An autoclave system allows a complex chemical reaction to occur inside a pressure vessel according to a specified time, temperature, and pressure profile in order to process a variety of materials. [Figure 7-39] The evolution of materials and processes has taken autoclave operating conditions from 120 °C (250 °F) and 275 kPa (40 psi) to well over 760 °C (1,400 °F) and 69,000 kPa (10,000 psi). Autoclaves that are operated at lower temperatures and pressures can be pressurized by air, but if higher temperatures and pressures are required for the cure cycle, a 50/50 mixture of air and nitrogen or 100 percent nitrogen should be used to reduce the change of an autoclave fire.The major elements of an autoclave system are a vessel to contain pressure, sources to heat the gas stream and circulate it uniformly within the vessel, a subsystem to apply vacuum to parts covered by a vacuum bag, a subsystem to control operating parameters, and a subsystem to load the molds into the autoclave. Modern autoclaves are computer controlled and the operator can write and monitor all types of cure cycle programs. The most accurate way to control the cure cycle is to control the autoclave controller with thermocouples that are placed on the actual part.
Most parts processed in autoclaves are covered with a vacuum bag that is used primarily for compaction of laminates and to provide a path for removal of volatiles. The bag allows the part to be subjected to differential pressure in the autoclave without being directly exposed to the autoclave atmosphere. The vacuum bag is also used to apply varying levels of vacuum to the part.
Heat Bonder and Heat Lamps
Typical on-aircraft heating methods include electrical resistance heat blankets, infrared heat lamps, and hot air devices. All heating devices must be controlled by some means so that the correct amount of heat can be applied. This is particularly important for repairs using prepreg material and adhesives, because controlled heating and cooling rates are usually prescribed.
A heat bonder is a portable device that automatically controls heating based on temperature feedback from the repair area. Heat bonders also have a vacuum pump that supplies and monitors the vacuum in the vacuum bag. The heat bonder controls the cure cycle with thermocouples that are placed near the repair. Some repairs require up to 10 thermocouples. Modern heat bonders can run many different types of cure programs and cure cycle data can be printed out or uploaded to a computer. [Figure 7-40]
A heat blanket is a flexible heater. It is made of two layers of silicon rubber with a metal resistance heater between the two layers of silicon. Heat blankets are a common method of applying heat for repairs on the aircraft. Heat blankets may be controlled manually; however, they are usually used in conjunction with a heat bonder. Heat is transferred from the blanket via conduction. Consequently, the heat blanket must conform to and be in 100 percent contact with the part, which is usually accomplished using vacuum bag pressure. [Figure 7-41]
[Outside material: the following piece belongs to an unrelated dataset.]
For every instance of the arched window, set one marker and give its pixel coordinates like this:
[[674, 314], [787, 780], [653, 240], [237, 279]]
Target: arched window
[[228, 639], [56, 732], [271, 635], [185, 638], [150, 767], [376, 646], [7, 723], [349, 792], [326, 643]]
Infrared heat lamps can also be used for elevated temperature curing of composites if a vacuum bag is not utilized. However, they are generally not effective for producing curing temperatures above 150 °F, or for areas larger than two square feet. It is also difficult to control the heat applied with a lamp, and lamps tend to generate high-surface temperatures quickly. If controlled by thermostats, heat lamps can be useful in applying curing heat to large or irregular surfaces. Heat bonders can be used to control heat lamps.
Hot Air System
Hot air systems can be used to cure composite repairs, and are mainly restricted to small repairs and for drying the repair area. A heat generator supplies hot air that is directed into an insulated enclosure set up around the repair area after vacuum bagging has been deployed. The hot air surrounds the repair for even temperature rise.